“[Love] does not behave rudely, does not seek its own, is not provoked, thinks no evil”
(I Corinthians 1:5)
What does it mean, thinks no evil? {KJV} Another translation has it as resentful. A person filled with agape love holds no evil thoughts about other people, and he or she is not resentful about anything they do or say. But the Greek logisesthai suggests somebody who keeps score on all persons with whom he has dealings. You know the type, and Lord bless you if you are one of them. They harbor deep resentments for years, sometimes decades, over some trivial incident they cannot or will not forget. They never forgive you for something you may have said even in jest, or that you spoke in a time of your own crisis. I’ve conducted funerals where the children of the deceased would not sit in the same pew or communicate at the meal following the internment. I’ve listened to the same woeful tales from the unforgiving self-righteous types while I pray that the Lord will soften their calcified hearts and send the Holy Spirit to lubricate their souls with the unguent of that sacred chrism which He gave them when they were chrismated.
Other people who make the term meaningful are those who are accountants. They enter into their ledgers all who have not paid their bills and continue sending reminders. But in this case they never are posted except in the memory banks of those who feel injured, insulted and offended. The guilty parties have long forgotten whatever incidents had triggered the grudge held against them. The keeper of the book of offenses, however, has not forgotten, nor will she. “Maybe God can forgive—but not me! I will never forget what she [or he] had done to me.” [Meaning, of course, they will never forgive.] How sad and lonely are they who are so filled with thoughts of revenge. How much they lose in life because they have a dark closet in their souls where those accounts are stored away and relished with each remembrance of their contents.
What a shock it will be for those who harbor offenses done to them when they reach the Kingdom of heaven. Imagine passing from this lifetime and being welcomed into the eternal joy of light, peace, and the countenance of Christ, only to squint through the intense brightness and find there the targets of all their bitterness and hatred standing in glory among the angels and saints. Would it then be heaven or somewhere else?
St.

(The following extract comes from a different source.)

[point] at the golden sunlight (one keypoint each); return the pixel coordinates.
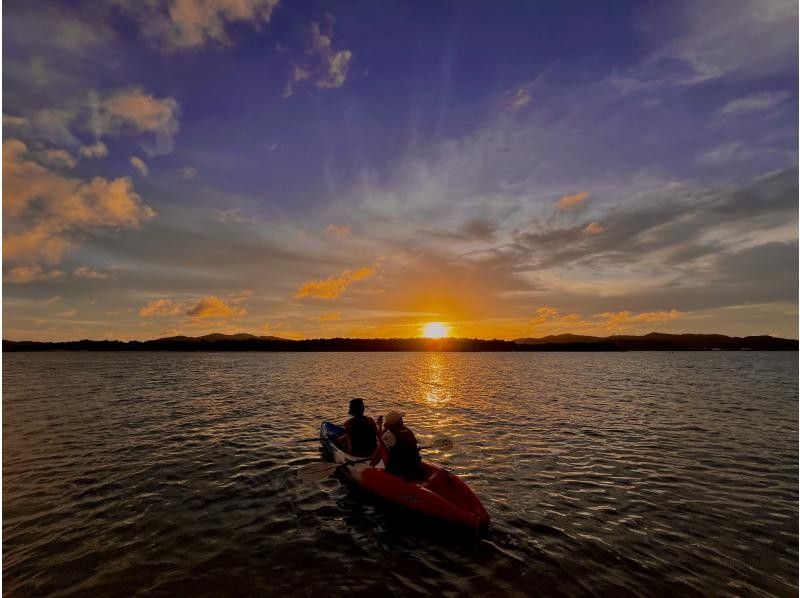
(435, 330)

Paul is saying that love won’t let that happen. When we are in love with the Lord, we love all that He loves. If He forgives all who had wronged Him, who are we to hold grudges, remember offenses, and write them in the ledgers of our memories in indelible ink? What if Lord Jesus were to place before us the record of all our own sins from our infancy to the day we die? “Your sins are forgiven,” He said. Remember the parable of the man forgiven a million dollars he cheated from his master, only to demand five dollars from the one who owed him that pittance [Luke 6].
Angels don’t really have wings. They fly because they carry no burdens of revenge. Saints are like them. To imitate them is to snip the cords of whatever keeps you bound to the earth. Let your prayers include the wish to be liberated from the remembrance of whatever was done to offend you, insult you, humiliate you, mock you, even abuse you physically so that you can let your soul rise to greet the Lord when He comes to claim you as one of His own.